Angesichts der zu erwartenden Stimmengewinne für die Grünen wird es spannend sein, wie sich die Gewichte bei den „alten“ Volksparteien verschieben. Die Linke kam in dem Wahlbezirk bei der letzten Kommunalwahl knapp über 5 Prozent, alle anderen Parteien blieben darunter. Bei der kommenden Wahl am 13. September schicken elf Parteien ihre Kandidaten ins Rennen. (fra)

Wahlbezirk 43: Mülheim

Der Wahlbezirk umfasst den größten Teil von Mülheim. 2014 gewann die SPD mit ihrem Kandidaten Michael Frenzel, der wieder antritt. Der 58-jährige Angestellte kümmert sich im Stadtrat unter anderem um Stadtentwicklungs- und Wohnungsbaupolitik. Die CDU schickt in diesem Jahr erstmals Eric Haeming ins Rennen.

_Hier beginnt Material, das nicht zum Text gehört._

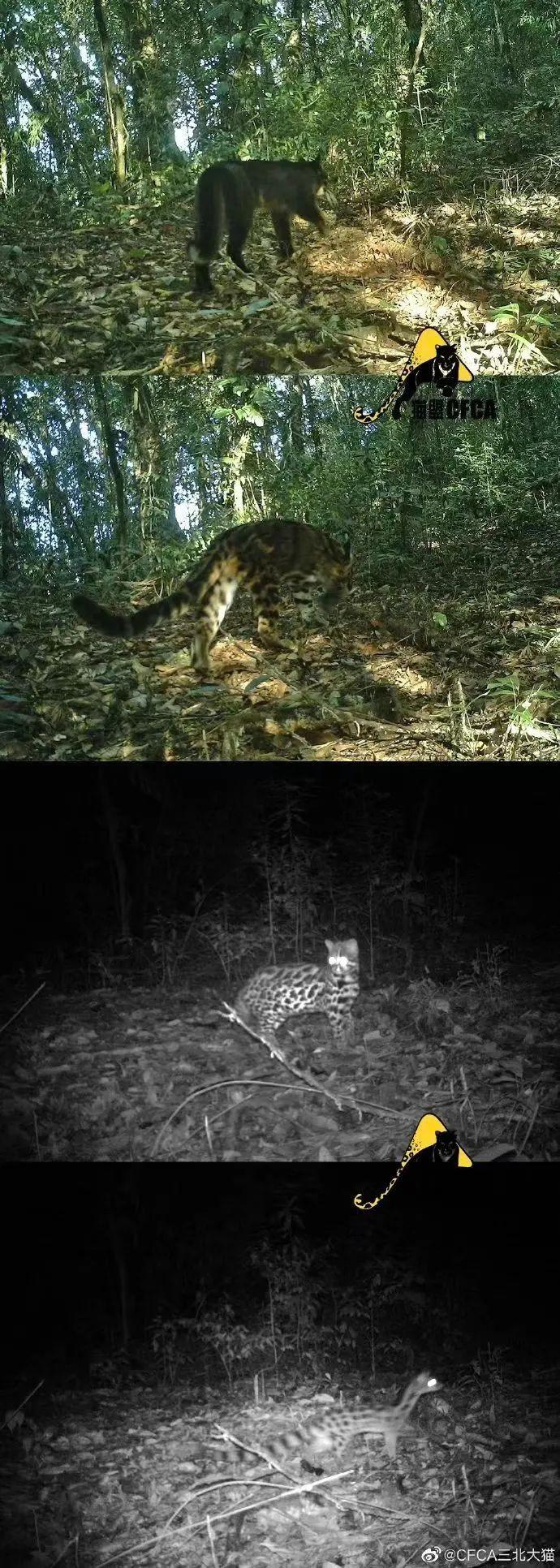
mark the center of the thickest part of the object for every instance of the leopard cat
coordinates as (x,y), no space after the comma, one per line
(333,1430)
(259,557)
(275,994)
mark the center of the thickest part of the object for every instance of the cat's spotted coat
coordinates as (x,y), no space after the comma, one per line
(278,993)
(330,1432)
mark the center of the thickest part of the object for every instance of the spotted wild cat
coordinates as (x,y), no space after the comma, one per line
(259,557)
(230,193)
(278,993)
(330,1432)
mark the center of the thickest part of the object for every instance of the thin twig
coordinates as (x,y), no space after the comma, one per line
(24,1004)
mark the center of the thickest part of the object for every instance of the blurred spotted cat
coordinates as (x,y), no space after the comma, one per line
(330,1432)
(261,557)
(281,991)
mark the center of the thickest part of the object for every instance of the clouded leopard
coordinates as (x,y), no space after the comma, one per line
(261,557)
(278,993)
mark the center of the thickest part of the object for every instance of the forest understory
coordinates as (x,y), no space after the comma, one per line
(398,676)
(126,1075)
(116,295)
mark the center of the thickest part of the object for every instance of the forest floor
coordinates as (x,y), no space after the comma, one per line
(400,674)
(123,1073)
(480,264)
(127,1470)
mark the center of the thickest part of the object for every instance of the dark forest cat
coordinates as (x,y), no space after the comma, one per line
(228,196)
(259,557)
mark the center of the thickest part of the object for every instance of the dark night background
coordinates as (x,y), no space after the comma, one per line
(440,858)
(465,1272)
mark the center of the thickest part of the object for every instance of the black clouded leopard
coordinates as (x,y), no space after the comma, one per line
(442,372)
(228,196)
(259,557)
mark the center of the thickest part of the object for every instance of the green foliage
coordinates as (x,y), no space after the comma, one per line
(257,80)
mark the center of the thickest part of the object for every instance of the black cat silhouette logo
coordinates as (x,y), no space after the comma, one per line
(432,1147)
(433,363)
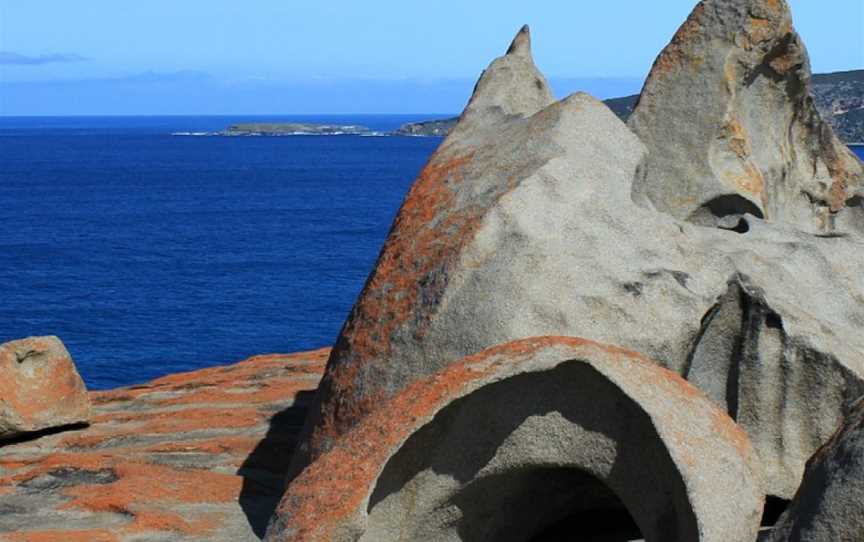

Der Prokurist war bislang stellvertretender Bezirksbürgermeister in Mülheim. Bei der letzten Kommunalwahl landete die CDU in Mülheim hinter SPD und Grünen nur auf Platz Drei. Kommunalpolitische Erfahrung hat auch der Kandidat der Freien Wähler. Walter Wortmann sitzt zurzeit als deren einziger Vertreter im Stadtrat. In der alten SPD-Hochburg sind auch die Linken stark. Sie holten in Mülheim 2014 über 12 Prozent. (fra)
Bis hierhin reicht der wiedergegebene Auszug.